Building for Resilience

FeatureHub is designed to allow you to provide your applications a resilient way to ensure that your feature flags and configuration is always available.

Out of the box, this is achieved in a number of ways:

  • The SDKs are designed to cache their feature states, so intermittent failures to communicate with the Edge server are not going to cause outages of features.

  • The SDKs are designed to allow you to load their state from numerous different sources, not just the Edge servers. You can load the state from a file system, from a Kubernetes secret or configmap, a Redis key, an S3 or Cloud Storage bucket, a Dynamic DB table - any such locations can easily be backups for your state.

  • The FeatureHub servers can push state out to your systems via a Webhook that gives you complete control over where, when and how you store your backup data. You can even use this as a primary source of data (e.g. for a static website that is regenerated for every feature change, or for an AWS Lambda that talks to S3).

  • Each component of FeatureHub is designed to be replicable and not a single point of failure - you can have as many copies of Edge, Dacha and the Management Repository as you like, as fits your load and High Availability requirements.

  • FeatureHub specifically depends (when used as separate components) on proven Cloud Scale tools like NATS.io and Google PubSub, all of which provide their own strong resiliency story.

  • FeatureHub is capable of directly integrating with Fastly’s worldwide distributed cache, and this comes out of the box, even in the Open Source version! Please contact us for details and we can provide you with configuration.

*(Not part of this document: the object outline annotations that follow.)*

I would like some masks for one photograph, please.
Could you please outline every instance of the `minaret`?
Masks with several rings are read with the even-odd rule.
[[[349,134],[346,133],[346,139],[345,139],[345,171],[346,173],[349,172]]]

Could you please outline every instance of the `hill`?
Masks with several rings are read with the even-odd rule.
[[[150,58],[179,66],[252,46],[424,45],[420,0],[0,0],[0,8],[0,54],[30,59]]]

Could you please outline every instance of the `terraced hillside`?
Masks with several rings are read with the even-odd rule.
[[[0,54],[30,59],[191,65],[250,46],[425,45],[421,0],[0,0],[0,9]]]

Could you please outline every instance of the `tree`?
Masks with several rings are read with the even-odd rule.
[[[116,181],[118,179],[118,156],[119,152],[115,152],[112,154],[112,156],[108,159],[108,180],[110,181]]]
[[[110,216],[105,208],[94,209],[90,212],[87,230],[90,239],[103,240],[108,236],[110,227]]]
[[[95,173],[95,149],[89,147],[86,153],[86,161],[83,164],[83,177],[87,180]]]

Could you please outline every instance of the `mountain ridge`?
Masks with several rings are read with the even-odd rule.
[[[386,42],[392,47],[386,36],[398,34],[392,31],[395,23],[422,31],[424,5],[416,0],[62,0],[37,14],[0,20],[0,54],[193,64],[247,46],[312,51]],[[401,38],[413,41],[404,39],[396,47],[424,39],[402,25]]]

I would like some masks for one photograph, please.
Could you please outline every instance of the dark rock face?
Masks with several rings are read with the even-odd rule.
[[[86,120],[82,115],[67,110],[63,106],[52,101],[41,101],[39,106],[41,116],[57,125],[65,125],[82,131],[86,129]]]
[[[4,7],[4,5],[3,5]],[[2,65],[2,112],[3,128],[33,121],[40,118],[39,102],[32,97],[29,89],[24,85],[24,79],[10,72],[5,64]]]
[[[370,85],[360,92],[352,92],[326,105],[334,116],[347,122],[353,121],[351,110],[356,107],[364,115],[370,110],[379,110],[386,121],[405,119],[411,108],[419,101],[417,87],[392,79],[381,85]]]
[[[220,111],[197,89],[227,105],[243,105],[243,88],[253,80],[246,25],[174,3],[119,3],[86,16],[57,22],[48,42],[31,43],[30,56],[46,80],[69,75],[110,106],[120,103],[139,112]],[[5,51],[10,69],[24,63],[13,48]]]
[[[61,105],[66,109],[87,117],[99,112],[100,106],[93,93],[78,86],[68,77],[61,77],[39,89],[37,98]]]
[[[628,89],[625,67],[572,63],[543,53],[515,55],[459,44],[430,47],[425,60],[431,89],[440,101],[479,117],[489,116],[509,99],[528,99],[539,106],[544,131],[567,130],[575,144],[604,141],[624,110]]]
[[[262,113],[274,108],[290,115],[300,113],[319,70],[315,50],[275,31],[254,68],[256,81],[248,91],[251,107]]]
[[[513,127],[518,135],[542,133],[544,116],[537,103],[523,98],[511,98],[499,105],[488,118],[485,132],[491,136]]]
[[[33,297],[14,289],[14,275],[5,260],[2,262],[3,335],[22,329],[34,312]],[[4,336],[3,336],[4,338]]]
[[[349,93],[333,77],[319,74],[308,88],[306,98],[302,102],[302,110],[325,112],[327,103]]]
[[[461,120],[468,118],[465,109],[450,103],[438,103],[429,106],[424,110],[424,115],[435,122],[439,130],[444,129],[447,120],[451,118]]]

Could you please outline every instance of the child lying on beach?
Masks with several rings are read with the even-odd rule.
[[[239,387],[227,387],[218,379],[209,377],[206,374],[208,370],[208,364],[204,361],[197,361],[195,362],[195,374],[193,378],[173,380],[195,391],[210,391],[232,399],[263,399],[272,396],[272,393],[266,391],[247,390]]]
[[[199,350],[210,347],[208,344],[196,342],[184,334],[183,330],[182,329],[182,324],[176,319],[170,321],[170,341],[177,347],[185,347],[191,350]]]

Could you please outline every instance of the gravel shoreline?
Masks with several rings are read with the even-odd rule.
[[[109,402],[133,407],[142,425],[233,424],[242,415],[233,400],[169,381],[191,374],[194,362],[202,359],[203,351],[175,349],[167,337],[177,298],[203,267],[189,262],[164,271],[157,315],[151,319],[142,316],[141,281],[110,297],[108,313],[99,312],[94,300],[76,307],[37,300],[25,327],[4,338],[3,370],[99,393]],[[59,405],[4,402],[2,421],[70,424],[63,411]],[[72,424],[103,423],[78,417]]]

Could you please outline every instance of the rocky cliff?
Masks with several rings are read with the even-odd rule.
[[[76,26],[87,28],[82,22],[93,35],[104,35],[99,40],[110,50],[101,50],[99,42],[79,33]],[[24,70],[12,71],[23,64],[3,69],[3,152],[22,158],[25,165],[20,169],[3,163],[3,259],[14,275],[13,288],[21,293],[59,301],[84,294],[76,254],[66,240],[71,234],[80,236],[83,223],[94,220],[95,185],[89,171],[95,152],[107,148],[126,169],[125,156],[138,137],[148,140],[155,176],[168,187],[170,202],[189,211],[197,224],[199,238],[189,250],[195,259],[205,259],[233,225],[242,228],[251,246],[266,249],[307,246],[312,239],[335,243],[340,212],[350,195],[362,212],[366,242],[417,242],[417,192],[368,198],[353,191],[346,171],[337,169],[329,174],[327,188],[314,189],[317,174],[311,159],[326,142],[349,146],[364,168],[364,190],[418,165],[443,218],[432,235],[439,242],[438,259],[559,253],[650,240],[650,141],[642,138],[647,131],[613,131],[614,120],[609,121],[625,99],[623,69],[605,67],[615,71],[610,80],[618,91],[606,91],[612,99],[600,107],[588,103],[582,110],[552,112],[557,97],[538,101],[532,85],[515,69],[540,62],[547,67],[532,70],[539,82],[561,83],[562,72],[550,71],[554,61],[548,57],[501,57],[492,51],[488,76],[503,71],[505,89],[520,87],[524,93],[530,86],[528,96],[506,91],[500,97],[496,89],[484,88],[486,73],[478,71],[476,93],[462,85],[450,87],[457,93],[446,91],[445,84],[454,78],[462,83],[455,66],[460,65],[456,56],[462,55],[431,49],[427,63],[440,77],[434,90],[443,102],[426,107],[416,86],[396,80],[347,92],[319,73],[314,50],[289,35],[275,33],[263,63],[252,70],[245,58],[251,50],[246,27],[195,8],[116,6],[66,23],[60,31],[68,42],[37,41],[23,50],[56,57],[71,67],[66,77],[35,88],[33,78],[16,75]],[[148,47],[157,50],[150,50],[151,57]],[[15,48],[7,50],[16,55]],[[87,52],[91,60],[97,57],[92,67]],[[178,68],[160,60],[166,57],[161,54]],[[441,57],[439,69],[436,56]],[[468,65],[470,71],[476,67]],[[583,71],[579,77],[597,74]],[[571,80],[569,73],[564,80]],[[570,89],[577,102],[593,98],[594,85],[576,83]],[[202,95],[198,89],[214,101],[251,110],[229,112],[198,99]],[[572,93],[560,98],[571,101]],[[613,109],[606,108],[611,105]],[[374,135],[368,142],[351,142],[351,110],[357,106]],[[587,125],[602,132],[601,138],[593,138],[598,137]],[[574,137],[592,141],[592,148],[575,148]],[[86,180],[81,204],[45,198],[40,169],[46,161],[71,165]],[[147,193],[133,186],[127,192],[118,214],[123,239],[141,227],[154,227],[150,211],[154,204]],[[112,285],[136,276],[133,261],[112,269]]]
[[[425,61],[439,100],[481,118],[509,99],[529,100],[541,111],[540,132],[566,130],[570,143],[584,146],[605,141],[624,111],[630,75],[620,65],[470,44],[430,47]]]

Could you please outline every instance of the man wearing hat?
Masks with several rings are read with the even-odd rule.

In SaaS, we use Fastly’s worldwide distributed cache making the chances of FeatureHub not being available extremely low.

Resilient SDKs

Resiliency in SDKs face two main issues:

  • If FeatureHub is unavailable, how do you get your initial state and,

  • If FeatureHub becomes available after startup (i.e. it was not available at the time of startup and you have gone to a backing store to get initial state), how do you get your updated state

FeatureHub not available at startup

This affects all feature flagging systems, but FeatureHub is designed to be extremely reliable and downtime is low when properly configured.

There are several approaches, and you can mix and match.

assume a state for all of your features as part of your code development

This would mean for example that you assume or code for all features being false or deliberately choosing a state for them. In FeatureHub SDK’s, feature flags for instance can have one of three states: non-existent, false or true, where non-existent becomes automatically false unless you code for it.

provide backup source state for your feature flags

This usually entails that you have a JSON blob representing your feature flags that is available somewhere. It could be as part of the base docker image, loaded as a configmap or secret in Kubernetes, available in an S3 or Cloud Storage bucket, in a key storage (e.g. Redis, Memcache or DynamoDB) or otherwise. The SDKs have a method of loading external state into the SDK.

All SDK’s also support interceptors - which are ways to override how features are determined, so they can be used to provide state. One example of an interceptor is where OpenTelemetry is used and the Baggage is examined for state pre-set from upstream sources.

Features become available after startup

If you have loaded from a backup source when your application starts, you are still able to point to your desired source. The SDKs are designed to expect server failures and unless you have 400 or 404 errors coming from your FeatureHub server indicating that the API Key simply does not exist or your SDK is too old, then your SDK will recover and start loading feature flags again. Typically, the SSE connection will backoff, waiting a longer time between connects.